New rights in favor of the sick and people at the end of life were set out in a law of February 2016. The law affirms that "everyone has the right to a dignified end of life accompanied by the best possible alleviation of suffering" . In particular, it authorizes, in certain well-defined cases, the use of deep and continuous sedation until death
First of all, we must emphasize an important and often overlooked point. Sedation is not a therapeutic act that leads to the death of the patient. It should not be confused with euthanasia, which is prohibited in France , nor consider it as a response to a request for euthanasia. Its objective is to relieve the patient of suffering experienced as unbearable at a time when death is inevitable and imminent due to the progress of the disease.
Concretely, continuous sedation consists of regularly injecting the patient at the end of life intravenously with a set of drugs (most often midazolam, a sedative hypnotic, and analgesics) which will help to lower their level of consciousness until death, a state that also helps to relieve him of any pain he feels. The dosage of the drugs that make up the sedation is adapted to the patient's condition. Sedation is said to be deep when the awakening of the patient is made impossible. It is associated with the cessation of all medical procedures, such as hydration or artificial nutrition, which make it possible to keep the patient alive. Only treatments that contribute to maintaining comfort, such as those related to the mouth, the prevention of bedsores, etc., are maintained until death. The medical team responsible for the sedation of a patient must rely on a competent palliative care team, some of whose members must be available 24 hours a day.
The so-called "deep and continuous" sedation accompanies the patient until his death in the most dignified conditions possible. Its objective is "to reduce or eliminate the perception of a situation experienced as unbearable by the patient", as indicated by the High Authority for Health (HAS). Given the rights of people at the end of life recognized by law, the medical profession is required to implement all analgesic and sedative treatments to ensure the patient a dignified and peaceful end of life, even if these treatments will have result in shortening life. Sedation can be performed in health establishments, in accommodation establishments for dependent elderly people (Ehpad) or in the home of the sick person.

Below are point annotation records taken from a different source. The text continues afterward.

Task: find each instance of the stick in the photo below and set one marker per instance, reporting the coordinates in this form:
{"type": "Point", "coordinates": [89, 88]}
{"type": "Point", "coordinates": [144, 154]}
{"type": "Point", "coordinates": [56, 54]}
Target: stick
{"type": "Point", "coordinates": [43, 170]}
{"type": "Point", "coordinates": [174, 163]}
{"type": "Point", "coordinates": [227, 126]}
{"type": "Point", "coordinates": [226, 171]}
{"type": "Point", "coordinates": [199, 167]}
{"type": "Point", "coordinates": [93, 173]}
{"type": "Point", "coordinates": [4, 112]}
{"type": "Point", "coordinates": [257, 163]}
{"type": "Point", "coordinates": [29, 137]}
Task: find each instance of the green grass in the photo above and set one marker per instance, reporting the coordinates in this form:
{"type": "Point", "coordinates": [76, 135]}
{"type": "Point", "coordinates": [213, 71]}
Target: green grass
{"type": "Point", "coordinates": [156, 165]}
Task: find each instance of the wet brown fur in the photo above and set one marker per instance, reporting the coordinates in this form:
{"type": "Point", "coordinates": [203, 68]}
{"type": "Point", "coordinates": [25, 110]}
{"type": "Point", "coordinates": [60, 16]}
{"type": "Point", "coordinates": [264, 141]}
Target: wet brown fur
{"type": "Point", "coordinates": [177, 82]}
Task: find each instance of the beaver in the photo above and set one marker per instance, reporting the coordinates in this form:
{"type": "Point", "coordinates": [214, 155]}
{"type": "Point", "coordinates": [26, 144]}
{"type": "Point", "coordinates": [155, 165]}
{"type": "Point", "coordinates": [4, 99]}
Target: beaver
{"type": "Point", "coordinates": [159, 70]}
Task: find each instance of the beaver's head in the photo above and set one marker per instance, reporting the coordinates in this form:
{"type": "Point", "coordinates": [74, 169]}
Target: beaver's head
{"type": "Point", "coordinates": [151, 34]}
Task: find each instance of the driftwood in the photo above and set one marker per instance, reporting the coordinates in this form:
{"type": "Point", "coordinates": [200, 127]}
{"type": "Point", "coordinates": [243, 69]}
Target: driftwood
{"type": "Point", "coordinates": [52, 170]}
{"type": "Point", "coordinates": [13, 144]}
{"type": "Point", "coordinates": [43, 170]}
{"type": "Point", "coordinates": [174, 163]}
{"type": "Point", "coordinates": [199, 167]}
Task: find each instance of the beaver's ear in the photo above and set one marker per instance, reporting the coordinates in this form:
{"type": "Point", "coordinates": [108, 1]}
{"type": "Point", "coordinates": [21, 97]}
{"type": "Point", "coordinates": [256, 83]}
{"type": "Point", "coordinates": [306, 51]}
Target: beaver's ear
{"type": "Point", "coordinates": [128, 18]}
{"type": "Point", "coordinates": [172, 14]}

Deep and continuous sedation maintained until death, called SPCMD, is a procedure regulated by law. To apply it, doctors rely in particular on the recommendations of the HAS and the French Society for Support and Palliative Care (SFAP). The decision to use sedation is taken by the medical profession in a collegial manner, the motivations and reasons for which are recorded in the medical file of the patient, who is informed or his relatives.
Deep and continuous sedation is implemented in well-defined cases:
A minor can ask to benefit from sedation, but it will be implemented after agreement of the holders of parental authority. If their condition allows it, a protected adult has the same rights as any other end-of-life patient.